Kado Pernikahan Bagian-2 :
Keterkaitan Antara Pernikahan dan Pendidikan Anak dalam Islam
Diantara tujuan pokok dan esensial diturunkannya Islam dengan seperangkat sistem dan konsepsinya adalah untuk membedakan manhaj Allah dari manhaj manusia, dalam segala aspek yang berkaitan dengannya, baik dari segi manhaj, konsepsi, maupun dari aplikasinya.
Secara substansial pandangan Islam memiliki keistimewaan dibandingkan pandangan Barat terhadap institusi keluarga. Islam memandang bahwa keluarga merupakan unit yang sangat mendasar diantara pembangunan unit-unit di alam semesta. Keluarga juga merupakan infrastruktur bagi masyarakat Islam yang bersaing dengan infrastruktur masyarakat lain (yang jahili) didalam mewujudkan tujuan-tujuan konsep istikhlaf (Isma’il Raji Al Faruqi, Tawhid: its Implication for though and life, Washington, thn 1988, III T, hlm 159: Wanita dan Politik dalam Pandangan Islam, Hibbah Rauf Izzat, Remaja Rosda Karya, Thn 1997; hlm 150).

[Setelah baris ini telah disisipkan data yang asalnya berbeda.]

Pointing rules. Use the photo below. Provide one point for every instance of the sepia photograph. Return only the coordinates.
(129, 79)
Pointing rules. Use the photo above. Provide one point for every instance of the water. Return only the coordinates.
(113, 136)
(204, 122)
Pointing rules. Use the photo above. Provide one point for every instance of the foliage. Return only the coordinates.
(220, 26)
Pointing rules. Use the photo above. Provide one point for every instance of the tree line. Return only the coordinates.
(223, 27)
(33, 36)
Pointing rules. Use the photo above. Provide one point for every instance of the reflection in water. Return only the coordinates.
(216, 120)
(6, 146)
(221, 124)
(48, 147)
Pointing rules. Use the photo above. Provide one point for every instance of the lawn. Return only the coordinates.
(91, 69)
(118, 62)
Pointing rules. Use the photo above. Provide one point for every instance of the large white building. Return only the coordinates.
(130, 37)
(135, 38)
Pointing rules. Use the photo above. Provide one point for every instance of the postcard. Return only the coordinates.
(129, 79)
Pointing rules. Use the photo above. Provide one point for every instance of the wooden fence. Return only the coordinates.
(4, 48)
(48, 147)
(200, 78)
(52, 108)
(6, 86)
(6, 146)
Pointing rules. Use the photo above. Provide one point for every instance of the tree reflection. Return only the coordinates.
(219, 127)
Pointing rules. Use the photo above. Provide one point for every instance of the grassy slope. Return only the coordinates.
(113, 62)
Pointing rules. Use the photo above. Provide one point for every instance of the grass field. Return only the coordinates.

Dengan bahasa lain, bahwa keluarga dalam konsepsi Islam merupakan “Nawatul Jama’ah” (nuclius dalam institusi jama’ah/ masyarakat khusus), sebagaimana dikatakan oleh Muhammad Nur Suwaid, didalam bukunya Manhajut Tarbiyyah an Nabawiyyah Lith Thifl.
Apabila ikatan keimanan dapat memadukan antara laki-laki dan wanita pada tataran umat  dalam kerangka istikhlaf, maka keluarga merupakan suatu unit mendasar yang dipadukan pada peringkat kelompok, baik ikatan kekerabatan maupun ikatan perkawinan yang dijalin oleh nilai-nilai kasih sayang dan ketentraman. (Hibbah Rauf Izzat, hlm 150).
Pembangunan fondasi keluarga sangat berkaitan dengan fitrah yang diberikan oleh Allah Subhanahu Wa Ta’ala kepada manusia berupa persaingan antara kedua jenis kelamin, yang sekaligus menjadi satu tradisi sosial.

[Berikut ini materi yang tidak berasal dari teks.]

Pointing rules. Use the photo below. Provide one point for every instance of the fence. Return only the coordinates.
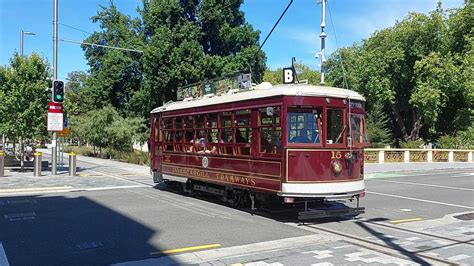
(416, 155)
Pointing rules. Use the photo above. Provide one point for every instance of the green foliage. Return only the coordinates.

Dr. Abdullah Nasih ‘Ulwan mengatakan, “Sebelum menjelaskan tentang asas-asas yang telah Islam letakkan dalam pendidikan anak-anak, akan lebih baik jika (secara ringkas) kami bahas perkawinan ini dari tiga aspeknya, yaitu:
Perkawinan sebagai fitrah insani
Perkawinan sebagai kemaslahatan sosial
Perkawinan sebagai hasil seleksi dan pilihan

Perkawinan Sebagai Fitrah Manusia
Syari’at Islam secara tegas memerangi konsep ruhbaniyyah (kependetaan), yaitu menjauhi perkawinan, padahal hal ini menyalahi fitrah kemanusiaannya, kecenderungannya, dan insting-instingnya sebagai manusia yang diberi anugerah nafsu dan syahwat.
Al Baihaqi meriwayatkan dari Sa’id bin Ali Waqqash RA:

“Sesungguhnya Allah telah menggantikan kita dengan ruhbaniyah yang lurus dan toleran”.
Kemudian Rasulullah Shalallahu ‘alaihi Wasallam dengan tegas menyatakan, “Barang siapa yang dimudahkan baginya untuk menikah, lalu ia tidak menikah, maka ia bukanlah golonganku” (HR Ath Thabarani dan Al Baihaqi).

Bahkan tidak menikah atau menjauhi kecenderungan untuk membangun sebuah keluarga, tidak boleh dijadikan sebagai alasan “mengoptimalkan kuantitas dan kualitas ibadah seseorang”. Misal saja sepanjang hari, siang dan malam, terus melaksanakan shalat (wajib dan nafilah-nafilahnya yang rawatib maupun shalat lail), shaum setiap kesempatan yang ditentukan (yang fardu, yang sunnah shaum senin-kamis, shaum daud, dll). Dan kemudian menjauhi semua wanita.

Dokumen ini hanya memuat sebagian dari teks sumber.